Het is wéér extra werk voor de operatieassistent’
Toch bleek er veel weerstand te zijn om barcodering toe te passen. ‘Het is wéér extra werk voor de operatieassistent’. Uitgelegd werd dat het scannen van implantaten ten goede komt aan de patiënt. ‘Wil je niet scannen, dan heb je niets op de plank en kun je het de dokter zelf uitleggen’.

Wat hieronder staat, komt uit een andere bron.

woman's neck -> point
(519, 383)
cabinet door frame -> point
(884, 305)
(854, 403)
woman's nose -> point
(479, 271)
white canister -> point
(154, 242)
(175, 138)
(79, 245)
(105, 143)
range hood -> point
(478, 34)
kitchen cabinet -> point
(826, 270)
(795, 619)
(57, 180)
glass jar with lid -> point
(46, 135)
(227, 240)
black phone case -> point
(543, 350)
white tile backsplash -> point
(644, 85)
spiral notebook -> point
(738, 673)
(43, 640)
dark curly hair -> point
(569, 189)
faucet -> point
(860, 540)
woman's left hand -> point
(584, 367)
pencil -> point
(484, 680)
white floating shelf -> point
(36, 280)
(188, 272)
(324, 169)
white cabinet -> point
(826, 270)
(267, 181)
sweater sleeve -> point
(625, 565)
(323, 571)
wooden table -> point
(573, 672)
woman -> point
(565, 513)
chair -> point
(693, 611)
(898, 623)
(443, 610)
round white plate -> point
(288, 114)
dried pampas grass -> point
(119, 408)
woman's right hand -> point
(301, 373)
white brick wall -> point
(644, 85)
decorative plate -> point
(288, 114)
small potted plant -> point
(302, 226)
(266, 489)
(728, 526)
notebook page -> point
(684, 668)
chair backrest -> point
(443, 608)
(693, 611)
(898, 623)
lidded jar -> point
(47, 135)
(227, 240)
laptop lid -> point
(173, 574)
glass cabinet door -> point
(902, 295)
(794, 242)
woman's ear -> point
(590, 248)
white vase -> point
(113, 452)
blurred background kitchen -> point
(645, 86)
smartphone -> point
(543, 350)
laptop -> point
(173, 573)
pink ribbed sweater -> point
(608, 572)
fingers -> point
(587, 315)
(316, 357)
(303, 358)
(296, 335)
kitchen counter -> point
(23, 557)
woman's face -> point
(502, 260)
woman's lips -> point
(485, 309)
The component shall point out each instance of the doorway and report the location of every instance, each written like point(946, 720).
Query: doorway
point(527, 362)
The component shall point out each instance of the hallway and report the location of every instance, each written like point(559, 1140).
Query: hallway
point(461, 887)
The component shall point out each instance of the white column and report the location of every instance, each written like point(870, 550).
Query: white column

Uiteindelijk gingen de voordelen van het scannen tussen de oren zitten. Toen was het tijd om daadwerkelijk met het scanapparaat aan de slag te gaan. Mulder: “We hebben een klapper gemaakt met daarin alle informatie over wat er gescand moet worden en hoe. Daarnaast werd verteld hoe de barcodes te herkennen zijn. GS1 begint altijd met 01, de HIBC met +H. Daarnaast waren er zes jaar geleden – toen we begonnen met het traject – nog veel barcodes die we zelf moesten interpreteren. Er zat geen logica in. Mammoprotheses bijvoorbeeld kenden wel vier of vijf codes, zonder dat er iets onder stond!”
Het is goed gekomen. De medewerkers hebben het scannen geaccepteerd. “Medewerkers zeggen er niets meer over. Het hoort er gewoon bij”, aldus Hennie Mulder. “Een uniforme barcode voor alle producten zou wel fijn zijn. Elke gebruiker herkent dan de producten. Bovendien, in een dergelijke code staat alles; van productgegevens tot expiratiedatum. Ik hoop dat die uniforme code er komt. Dat maakt het ons alleen maar gemakkelijker. We zijn immers al overgegaan op de codes die op de verpakkingen staan.”